The idea was born nine years ago. For an entire year, I ruminated over it, contemplating characters, developing the landscape, outlining the plot structure, but I didn’t pursue writing the manuscript. I was too scared. Graduate school had deflated me and nearly crushed my creative spirit, so I just let it live in my head, content to have it as my hobby. Then, I saw my firstborn son’s heartbeat on the ultrasound for the first time, and a part of me woke up that I never knew existed. This new man inside of me knocked aside fear, stood up to the graduate school bullies, and spoke from the very core of my being: You are a writer. Go write.
I listened to this new part of me and started The Brotherhood of Dwarves. From the outset, I knew the story from beginning to end, not every detail, of course, more like the frame of a building before the bricks and drywall and trim, and I knew there would be at least five books. Despite having not written in three years, I regained my discipline and wrote five and six days a week, hitting my page goal every day. The more I wrote, the better it felt and the stronger my voice became. I make no apologies for the first couple of chapters and cannot bring myself to give them a complete rewrite because of what they represent to me, my rebirth as a man and a writer.
I may never find real commercial success as a novelist. I’ve accepted that fact. While money would be nice and definitely wouldn’t be turned away, it’s not why I started writing in the first place. I write because it’s who I am, who I’ve always been. I chose to self-publish because I wanted people to read my work–I needed an audience to complete the story–and at that moment in history, the publishing industry was in a terrible state. Since the economic downturn, it’s now a little worse. I am proud of my decision and the risks I took. Sure, I wish I had done things differently, and I’ve learned a tremendous amount in the last six years. If I had it to do over again, I would in a heartbeat.
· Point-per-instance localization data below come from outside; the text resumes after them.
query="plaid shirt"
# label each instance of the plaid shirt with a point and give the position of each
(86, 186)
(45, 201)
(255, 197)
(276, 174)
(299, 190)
This morning on my way to work, I was overwhelmed with the need to complete this series. The sensation filled me up and gave me a feeling that I can best describe as a bit of mania. I saw the last two books before me, their plots stretching out to the end of the series, and excitement overtook me. I’m a writer, and writers write, so as soon as book three is polished and ready to go, I will find a way to start on book four. Even if there is never any economic success from this series, I will write it and bring it to market because that is who I am. I’m a writer.